Christians weren’t the first people to decorate trees in tune with the seasons, but the ones in Germany were the first ones to chop a tree down, bring it inside and decorate it. The modern Christmas landscape was being reshaped in the Victorian era in Britain. Charles Dickens’ A Christmas Carol was a part of the modern development of Christmas traditions, one that increasingly involved retailers. In 1939, President Roosevelt moved Thanksgiving from the last Thursday of November to the fourth Thursday of November specifically to expand the Christmas shopping season for retailers. This is arguably the most clear reference to the mixing of commerce and spirituality.
So you could make an argument that Protestantism drove away the year-round spiritual celebrations common in the Catholic Church, and then capitalism drove the Western world to take all of its spiritual energy, pile it into the last month of the year, and marry it to the busiest time of the year for retail. It’s kind of like the accusation that people go to church on Sunday and then forget about spirituality for the remaining six days. We can say “Peace on Earth, goodwill to all” in December and then forget about it the rest of the year.
A new model for holidays
It was only upon exploring other religions that I began to see how strange this really was. The Pagan world is most familiar with the 20th century invention known as the Wheel of the Year. With eight holidays per year, this was an attempt by English Wiccans and English Neo-Druids to mash together Irish and Anglo-Saxon traditions. But other Pagan traditions vary—the Norse, Germanic, Baltic, Greek and Roman traditions have their own calendar of celebrations around the year.

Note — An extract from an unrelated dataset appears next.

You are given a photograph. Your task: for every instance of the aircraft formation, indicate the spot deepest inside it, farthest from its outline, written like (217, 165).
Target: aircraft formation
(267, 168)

This model, even with its imperfections, makes more sense to me. I celebrate the four Irish and Scottish holidays of Imbolc, Bealtaine, Lughnasadh and Samhain. This means that six weeks after the Winter Solstice, we are celebrating the herald of the upcoming spring. I have gotten into the habit of creating seasonal music playlists, including Pagan music related to the season, or music that just reminds me of the season.
We are in the midst of that strange week between Christmas and the Gregorian New Year. Many people are on vacation, and many others are in slow-down mode. This period, in some ways, is not that much different than the pause felt with the Winter Solstice.
If there’s anything to focus on this Solstice season, it should be the pause. Look at it as a another meaning for “silent night.” Take in this time for renewal. Feel some “peace on earth” within yourself.
If we reframe the Winter Solstice as just one of many seasonal festivals, we take away the extreme anticipation followed by the extreme letdown or hangover. Maybe it won’t be the “most wonderful time of the year,” but it could be wonderful in its own right. The lengthening of the days bring the promise of spring, renewal, and new life, all also being “wonderful times of the year.”. Let’s gratefully accept all these gifts from the Earth, as the wheel of the year continues to turn.